Rabit, Sun Showers (Diskotopia)
Rabit’s blood runs cold on his Sun Showers EP, a four-panel portrait of grime at its most desolate, envisioned in the manner of grave rubbings, reduced to streaks of wax and charcoal. Two of the four tracks on the Houston producer’s new EP are virtually beatless, in fact, at least as far as traditional drum sounds go. There’s a kick drum skulking around somewhere beneath the icy flutes of “Sun Showers,” and the occasional flicker of sharpening knives, but they’re just accents. In most dance music, if you muted everything but the drum tracks, you’d be left with something functional enough to drive a dance floor. If you did that here, you’d get long expanses of silence punctuated by the occasional dead-weight thud or glint of metal. “Black Bag,” likewise, turns to single-shot cowbells for their mournful clang; the odd drum hit or clap is used primarily as a way of triggering the reverb that suggests the vastness of the music’s space — a space otherwise filled by buzzing squarewave bass melodies and mournful, slightly alien-sounding vocal samples. Where “Sun Showers” sounds like New Age packed in dry ice, “Black Bag” is the grime equivalent of Cocteau Twins’ Garlands. Rabit more than makes up for his percussive parsimony on the other two cuts, though. “40 Below” sketches out its bare-bones melody with a smattering of tuned hand drums, a la Shackleton, and piles on broken glass, laughter, and laser blasts for extra-nightmarish effect, while “Levels” is a riot of steel-beaked woodpeckers, pile-driving snares, and stuttering vocal samples, suggesting dancehall reggae diced into a pile of cold, hard cubes. Along with Slackk and Visionist, Rabit offers further proof of the thrilling energy at grime’s fringes.
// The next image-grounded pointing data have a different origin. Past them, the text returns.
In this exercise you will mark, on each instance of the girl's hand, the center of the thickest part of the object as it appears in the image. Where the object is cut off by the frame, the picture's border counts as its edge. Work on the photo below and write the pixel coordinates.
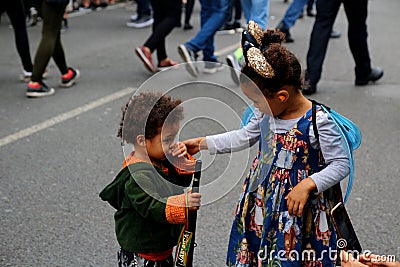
(297, 198)
(194, 201)
(179, 150)
(195, 144)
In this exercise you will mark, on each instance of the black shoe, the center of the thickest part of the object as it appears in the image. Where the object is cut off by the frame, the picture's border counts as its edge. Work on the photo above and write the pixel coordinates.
(375, 74)
(285, 30)
(311, 88)
(187, 26)
(335, 34)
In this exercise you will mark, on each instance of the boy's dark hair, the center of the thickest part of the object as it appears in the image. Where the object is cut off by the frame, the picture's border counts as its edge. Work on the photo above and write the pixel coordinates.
(286, 66)
(146, 113)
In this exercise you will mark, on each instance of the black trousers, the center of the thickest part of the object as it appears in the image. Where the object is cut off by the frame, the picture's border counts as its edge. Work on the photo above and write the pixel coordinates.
(50, 44)
(166, 14)
(16, 14)
(356, 13)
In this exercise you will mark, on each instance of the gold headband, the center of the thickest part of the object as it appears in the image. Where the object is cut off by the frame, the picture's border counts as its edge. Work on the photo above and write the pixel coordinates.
(259, 63)
(255, 30)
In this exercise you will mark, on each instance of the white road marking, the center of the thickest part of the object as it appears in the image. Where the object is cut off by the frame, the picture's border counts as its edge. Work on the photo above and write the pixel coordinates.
(65, 116)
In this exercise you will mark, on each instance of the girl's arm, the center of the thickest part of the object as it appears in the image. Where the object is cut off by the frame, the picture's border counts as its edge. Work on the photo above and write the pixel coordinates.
(335, 155)
(334, 152)
(235, 140)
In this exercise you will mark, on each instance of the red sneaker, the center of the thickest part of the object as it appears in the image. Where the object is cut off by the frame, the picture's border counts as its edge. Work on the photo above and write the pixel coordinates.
(166, 63)
(145, 57)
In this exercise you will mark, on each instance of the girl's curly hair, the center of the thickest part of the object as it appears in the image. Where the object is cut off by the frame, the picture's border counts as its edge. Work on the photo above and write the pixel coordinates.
(286, 66)
(146, 113)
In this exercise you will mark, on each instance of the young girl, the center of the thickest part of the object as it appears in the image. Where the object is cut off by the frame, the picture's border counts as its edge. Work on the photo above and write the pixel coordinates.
(167, 14)
(283, 211)
(148, 191)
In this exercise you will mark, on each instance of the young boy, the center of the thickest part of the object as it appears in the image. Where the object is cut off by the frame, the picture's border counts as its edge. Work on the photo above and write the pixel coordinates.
(148, 193)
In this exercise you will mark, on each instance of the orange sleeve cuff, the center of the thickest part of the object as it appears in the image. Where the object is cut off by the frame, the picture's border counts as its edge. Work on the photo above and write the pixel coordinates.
(185, 165)
(175, 210)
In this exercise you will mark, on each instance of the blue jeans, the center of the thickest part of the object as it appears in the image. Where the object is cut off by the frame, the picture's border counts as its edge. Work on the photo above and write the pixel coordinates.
(212, 16)
(257, 10)
(293, 12)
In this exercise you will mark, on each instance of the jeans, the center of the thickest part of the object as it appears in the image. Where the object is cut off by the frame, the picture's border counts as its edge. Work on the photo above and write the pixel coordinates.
(212, 16)
(166, 14)
(356, 13)
(257, 10)
(293, 12)
(143, 8)
(50, 44)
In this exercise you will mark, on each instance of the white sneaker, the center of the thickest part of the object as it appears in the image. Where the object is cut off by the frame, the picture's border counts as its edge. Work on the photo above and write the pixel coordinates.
(212, 67)
(234, 65)
(141, 23)
(134, 17)
(26, 75)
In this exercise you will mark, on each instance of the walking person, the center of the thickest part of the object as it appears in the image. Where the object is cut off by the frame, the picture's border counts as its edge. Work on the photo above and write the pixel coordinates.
(16, 14)
(213, 15)
(257, 11)
(285, 202)
(293, 13)
(50, 46)
(166, 14)
(356, 13)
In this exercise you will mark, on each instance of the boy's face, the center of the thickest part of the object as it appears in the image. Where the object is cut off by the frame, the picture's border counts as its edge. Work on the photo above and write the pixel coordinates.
(161, 144)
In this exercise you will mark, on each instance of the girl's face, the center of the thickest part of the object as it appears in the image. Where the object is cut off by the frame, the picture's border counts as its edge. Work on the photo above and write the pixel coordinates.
(255, 95)
(267, 105)
(161, 144)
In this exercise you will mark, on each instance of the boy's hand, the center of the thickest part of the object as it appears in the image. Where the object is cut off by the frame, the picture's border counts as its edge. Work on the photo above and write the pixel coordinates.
(195, 144)
(373, 260)
(297, 198)
(179, 150)
(194, 201)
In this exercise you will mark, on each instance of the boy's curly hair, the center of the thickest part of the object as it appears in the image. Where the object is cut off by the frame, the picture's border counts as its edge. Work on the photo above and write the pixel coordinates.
(146, 113)
(286, 66)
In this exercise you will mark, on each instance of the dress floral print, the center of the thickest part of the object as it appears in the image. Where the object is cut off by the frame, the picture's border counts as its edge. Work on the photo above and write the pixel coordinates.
(273, 237)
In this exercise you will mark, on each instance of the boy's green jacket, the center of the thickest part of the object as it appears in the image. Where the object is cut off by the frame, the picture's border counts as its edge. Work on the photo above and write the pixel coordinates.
(139, 194)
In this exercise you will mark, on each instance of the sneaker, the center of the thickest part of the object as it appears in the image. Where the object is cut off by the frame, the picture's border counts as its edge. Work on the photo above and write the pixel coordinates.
(141, 22)
(67, 80)
(237, 26)
(234, 65)
(189, 56)
(145, 57)
(226, 29)
(212, 67)
(33, 16)
(168, 63)
(187, 26)
(36, 89)
(26, 75)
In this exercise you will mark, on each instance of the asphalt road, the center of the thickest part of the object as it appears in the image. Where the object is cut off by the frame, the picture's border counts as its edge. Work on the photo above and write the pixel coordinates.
(57, 153)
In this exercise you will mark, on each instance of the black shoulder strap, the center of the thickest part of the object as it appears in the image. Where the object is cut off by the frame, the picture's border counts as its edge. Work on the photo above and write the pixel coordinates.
(314, 119)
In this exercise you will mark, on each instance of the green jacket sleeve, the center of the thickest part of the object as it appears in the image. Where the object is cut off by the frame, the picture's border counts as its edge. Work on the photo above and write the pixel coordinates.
(145, 197)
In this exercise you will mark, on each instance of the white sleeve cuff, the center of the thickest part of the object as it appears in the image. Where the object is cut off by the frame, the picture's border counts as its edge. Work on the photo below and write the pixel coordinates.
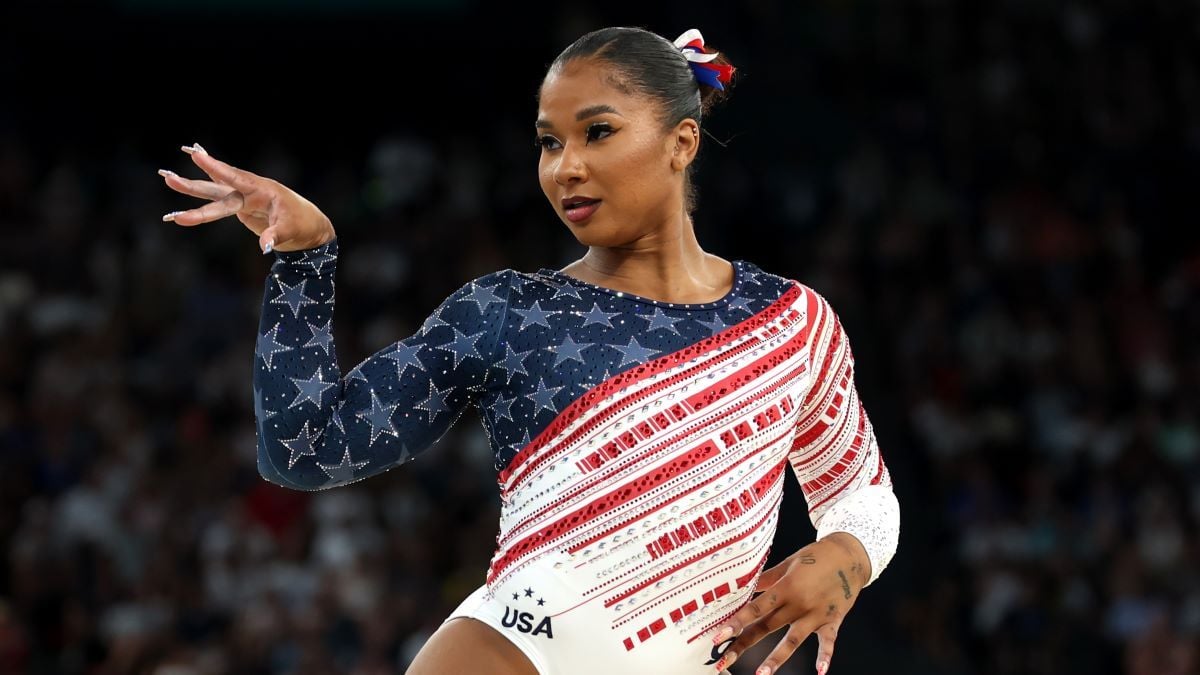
(873, 515)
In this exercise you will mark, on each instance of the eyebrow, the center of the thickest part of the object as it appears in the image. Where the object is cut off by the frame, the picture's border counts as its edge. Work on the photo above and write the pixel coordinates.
(589, 112)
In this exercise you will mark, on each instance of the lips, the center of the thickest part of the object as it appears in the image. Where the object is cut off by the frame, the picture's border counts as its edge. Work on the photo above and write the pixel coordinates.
(580, 207)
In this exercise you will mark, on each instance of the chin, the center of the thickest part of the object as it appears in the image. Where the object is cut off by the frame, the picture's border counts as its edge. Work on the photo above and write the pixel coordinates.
(597, 234)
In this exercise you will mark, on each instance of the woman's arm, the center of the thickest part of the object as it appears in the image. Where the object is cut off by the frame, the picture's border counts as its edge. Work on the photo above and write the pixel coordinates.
(317, 429)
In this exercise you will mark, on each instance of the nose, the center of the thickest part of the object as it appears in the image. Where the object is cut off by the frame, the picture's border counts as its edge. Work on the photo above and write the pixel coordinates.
(570, 167)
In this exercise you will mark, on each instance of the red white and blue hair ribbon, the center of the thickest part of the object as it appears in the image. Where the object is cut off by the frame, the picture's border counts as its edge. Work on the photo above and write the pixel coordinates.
(691, 43)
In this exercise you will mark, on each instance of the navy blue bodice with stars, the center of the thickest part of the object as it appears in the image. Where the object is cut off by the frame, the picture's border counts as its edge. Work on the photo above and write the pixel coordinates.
(519, 346)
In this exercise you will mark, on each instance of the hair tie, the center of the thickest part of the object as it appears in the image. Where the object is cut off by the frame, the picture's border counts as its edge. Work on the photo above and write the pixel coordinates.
(691, 45)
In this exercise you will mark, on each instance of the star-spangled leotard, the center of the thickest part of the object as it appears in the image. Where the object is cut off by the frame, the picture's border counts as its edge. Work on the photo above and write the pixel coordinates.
(640, 446)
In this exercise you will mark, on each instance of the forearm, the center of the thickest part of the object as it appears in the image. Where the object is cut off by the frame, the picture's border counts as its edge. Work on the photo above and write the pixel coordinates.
(297, 378)
(867, 524)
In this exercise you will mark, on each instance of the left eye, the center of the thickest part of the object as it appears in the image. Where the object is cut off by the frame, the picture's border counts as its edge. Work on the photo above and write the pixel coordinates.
(598, 131)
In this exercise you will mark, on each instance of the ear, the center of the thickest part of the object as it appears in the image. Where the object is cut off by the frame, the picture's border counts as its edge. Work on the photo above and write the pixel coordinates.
(687, 144)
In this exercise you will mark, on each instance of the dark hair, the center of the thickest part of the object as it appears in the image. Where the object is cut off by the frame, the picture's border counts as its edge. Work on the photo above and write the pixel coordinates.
(651, 65)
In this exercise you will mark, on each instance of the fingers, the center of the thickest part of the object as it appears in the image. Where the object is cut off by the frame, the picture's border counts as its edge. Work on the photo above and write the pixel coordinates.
(784, 650)
(826, 637)
(202, 189)
(750, 637)
(754, 610)
(239, 179)
(225, 207)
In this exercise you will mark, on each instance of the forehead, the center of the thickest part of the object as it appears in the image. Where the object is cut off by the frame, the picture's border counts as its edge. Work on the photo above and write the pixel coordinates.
(583, 83)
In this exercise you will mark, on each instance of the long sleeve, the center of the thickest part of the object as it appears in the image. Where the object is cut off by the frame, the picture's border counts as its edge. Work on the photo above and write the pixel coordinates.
(317, 429)
(835, 457)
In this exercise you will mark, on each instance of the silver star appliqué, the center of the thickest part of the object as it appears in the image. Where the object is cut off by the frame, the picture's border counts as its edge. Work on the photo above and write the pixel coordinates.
(342, 472)
(301, 446)
(293, 297)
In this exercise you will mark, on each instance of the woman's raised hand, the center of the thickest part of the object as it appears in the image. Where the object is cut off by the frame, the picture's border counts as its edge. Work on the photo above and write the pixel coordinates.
(282, 220)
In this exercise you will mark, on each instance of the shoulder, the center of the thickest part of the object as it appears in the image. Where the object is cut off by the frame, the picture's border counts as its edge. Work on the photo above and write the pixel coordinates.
(807, 294)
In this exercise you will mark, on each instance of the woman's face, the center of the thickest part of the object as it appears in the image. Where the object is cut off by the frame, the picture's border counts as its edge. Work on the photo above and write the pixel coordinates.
(607, 150)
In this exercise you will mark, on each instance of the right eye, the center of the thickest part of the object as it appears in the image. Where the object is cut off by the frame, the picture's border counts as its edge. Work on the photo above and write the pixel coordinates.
(546, 142)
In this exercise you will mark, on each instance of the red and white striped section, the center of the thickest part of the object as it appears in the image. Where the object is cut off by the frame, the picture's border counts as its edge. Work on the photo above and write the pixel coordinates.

A Made Up Sound, “After Hours” / “What Preset” (A Made Up Sound)
Last we heard from Dave Huismans’ A Made Up Sound project, he was chopping up breakbeats into triplets and jamming a wrench into the dance floor’s gears. He’s still triangulating wildly here. Both cuts on his eponymous label’s latest release break from dance music’s four-to-the-floor norms by rolling out their rhythms in 12/8 time, something you rarely hear in house, techno, or other dance subgenre, in fact. It’s amazing what a change it makes, too: The rolling, elliptical rhythms make you move differently, even if you’re just nodding along at home, and they give the music a lilting, bilateral, slow-fast groove that you don’t really get with straightforward boomty-boompty. Beyond the rhythmic novelty, both tracks are hypnotic and seriously out there. “After Hours” plaits sonar pings around urgent war drums and ominous, sci-fi drones; there are no real riffs to speak of, no great moments of rupture, just a soaring sense of unease that’s stoked by cleverly deployed bits of film dialogue and drawn out for more than 12 minutes of heart-in-mouth tension. “What Preset” follows a similar path, but it’s tougher and more energetic, filled with rainforest chatter and glancing Rhodes work. It sounds a lot like classic Photek, in fact, but broken apart and soldered back together at invigoratingly odd angles. The whole triangle thing is, mercifully, finally going out of fashion in dance music, but AMUS proves that three is still the magic number.